Öykülerinizi yazarken durduğuz bir “yer” var herhalde. Orayı nasıl tanımlarsınız?
Birdenbire ya da günlerce zihnimde bir yük gibi taşımaya çalıştığım, tasarladığım, kağıda aktardığım satırların bir “ dur” noktası var elbette. Yazdıklarımın bir “eylem” olduğunu düşünerek ve “bizi nereye sürükler” noktasında durup nefes aldığım olur. Sorumluluğumun farkında biri olarak iyiye güzele ve mutlak doğruya hizmet etmesini arzulayarak kaleme sarılırım.
Yazarken insan aslında kendine doğru bir yolculuk yapıyor.
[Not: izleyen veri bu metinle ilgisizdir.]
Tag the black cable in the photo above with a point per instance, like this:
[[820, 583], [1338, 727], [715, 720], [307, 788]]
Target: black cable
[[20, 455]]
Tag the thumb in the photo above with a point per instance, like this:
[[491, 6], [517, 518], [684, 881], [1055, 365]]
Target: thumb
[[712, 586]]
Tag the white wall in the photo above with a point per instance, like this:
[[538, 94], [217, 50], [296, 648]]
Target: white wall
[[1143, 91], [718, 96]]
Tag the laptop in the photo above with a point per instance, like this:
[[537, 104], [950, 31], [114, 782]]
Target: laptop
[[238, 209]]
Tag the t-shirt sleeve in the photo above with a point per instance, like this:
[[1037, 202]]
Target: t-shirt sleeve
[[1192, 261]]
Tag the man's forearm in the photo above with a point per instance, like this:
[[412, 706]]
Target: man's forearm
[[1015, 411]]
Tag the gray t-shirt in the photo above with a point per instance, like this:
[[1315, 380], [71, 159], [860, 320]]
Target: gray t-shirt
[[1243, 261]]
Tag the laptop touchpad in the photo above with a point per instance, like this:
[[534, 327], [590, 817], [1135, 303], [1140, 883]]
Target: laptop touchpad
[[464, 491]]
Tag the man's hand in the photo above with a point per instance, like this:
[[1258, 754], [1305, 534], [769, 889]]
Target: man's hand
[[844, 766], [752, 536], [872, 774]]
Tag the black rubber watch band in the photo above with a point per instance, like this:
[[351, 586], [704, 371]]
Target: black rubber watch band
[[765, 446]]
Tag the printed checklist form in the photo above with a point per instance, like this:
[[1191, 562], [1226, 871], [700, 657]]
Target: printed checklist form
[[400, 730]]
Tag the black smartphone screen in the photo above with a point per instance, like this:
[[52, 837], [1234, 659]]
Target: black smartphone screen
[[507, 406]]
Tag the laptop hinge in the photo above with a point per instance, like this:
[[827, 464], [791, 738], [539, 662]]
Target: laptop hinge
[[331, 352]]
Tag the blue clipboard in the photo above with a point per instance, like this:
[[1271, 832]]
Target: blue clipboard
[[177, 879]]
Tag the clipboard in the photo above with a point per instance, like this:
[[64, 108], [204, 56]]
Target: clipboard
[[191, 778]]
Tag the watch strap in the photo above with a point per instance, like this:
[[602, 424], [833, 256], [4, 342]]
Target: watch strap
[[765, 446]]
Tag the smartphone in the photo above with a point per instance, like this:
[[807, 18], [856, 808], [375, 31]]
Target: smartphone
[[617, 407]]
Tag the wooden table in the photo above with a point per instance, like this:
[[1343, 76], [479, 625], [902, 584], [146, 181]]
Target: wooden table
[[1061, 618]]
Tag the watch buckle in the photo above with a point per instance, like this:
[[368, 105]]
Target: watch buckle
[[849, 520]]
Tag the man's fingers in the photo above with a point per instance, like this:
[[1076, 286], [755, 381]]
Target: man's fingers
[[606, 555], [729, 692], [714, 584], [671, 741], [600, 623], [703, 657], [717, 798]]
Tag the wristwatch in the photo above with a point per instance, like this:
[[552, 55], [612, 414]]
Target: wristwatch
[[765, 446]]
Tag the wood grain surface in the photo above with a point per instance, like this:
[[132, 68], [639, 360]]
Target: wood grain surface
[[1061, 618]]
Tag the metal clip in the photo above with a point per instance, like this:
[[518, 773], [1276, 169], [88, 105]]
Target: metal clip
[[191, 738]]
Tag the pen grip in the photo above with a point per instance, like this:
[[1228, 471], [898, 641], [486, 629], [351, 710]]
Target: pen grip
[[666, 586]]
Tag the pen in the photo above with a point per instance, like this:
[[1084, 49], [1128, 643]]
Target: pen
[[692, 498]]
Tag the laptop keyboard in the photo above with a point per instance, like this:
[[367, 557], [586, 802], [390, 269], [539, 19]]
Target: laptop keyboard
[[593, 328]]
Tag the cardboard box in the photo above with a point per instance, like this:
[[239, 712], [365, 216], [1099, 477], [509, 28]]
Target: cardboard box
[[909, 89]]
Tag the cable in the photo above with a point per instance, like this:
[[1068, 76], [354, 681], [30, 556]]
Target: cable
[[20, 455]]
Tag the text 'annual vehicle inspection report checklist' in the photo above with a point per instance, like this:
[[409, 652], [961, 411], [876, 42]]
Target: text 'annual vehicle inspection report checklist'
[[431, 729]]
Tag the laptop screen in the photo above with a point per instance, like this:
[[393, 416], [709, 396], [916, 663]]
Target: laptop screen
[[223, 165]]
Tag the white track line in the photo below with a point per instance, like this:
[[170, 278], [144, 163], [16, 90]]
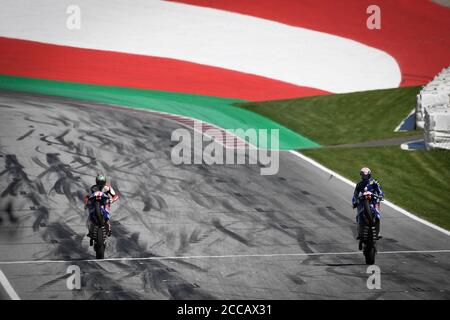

Bu yürüyüşte sizi en cok zorlayan şey nedir desem neler söylersiniz?
Yani beni durmadan meşgul eden bir yanı var öykünün. İnsanı uykusuz bırakan, rahatsız eden, “ illa beni yaz” diyen ısrarcı bir yanı var, onu keşfettim. Başka işlerle uğraşırken, kendimi öyküye kayırdığımı farkettim. Sonra öykü yazmayı çok önemser “hal”e geldim. Şimdi de, bu hali çoğaltmaya başladım.
Kelimelerden ve öykülerden kendinize kule mi yaptınız bu sizin sessizliğiniz, sığınağız mı?
Kelimeler gizemli bir dünyaya açılan kapının anahtarı gibi geliyor bana. Elbette sessizliğimizin kuledeki yansıması gibi bir yandan. Kurguladıklarımızı bir kalıba dökmemizden ibarettir öykü. Sırtını değiştiremeyeceğiniz gerçekliğe/gerçeklere dayamış, ufku geniş bir alan düşünün. Sessiz kalmaktan başka verecek tepkiniz yoksa yazıyorsunuz elbette.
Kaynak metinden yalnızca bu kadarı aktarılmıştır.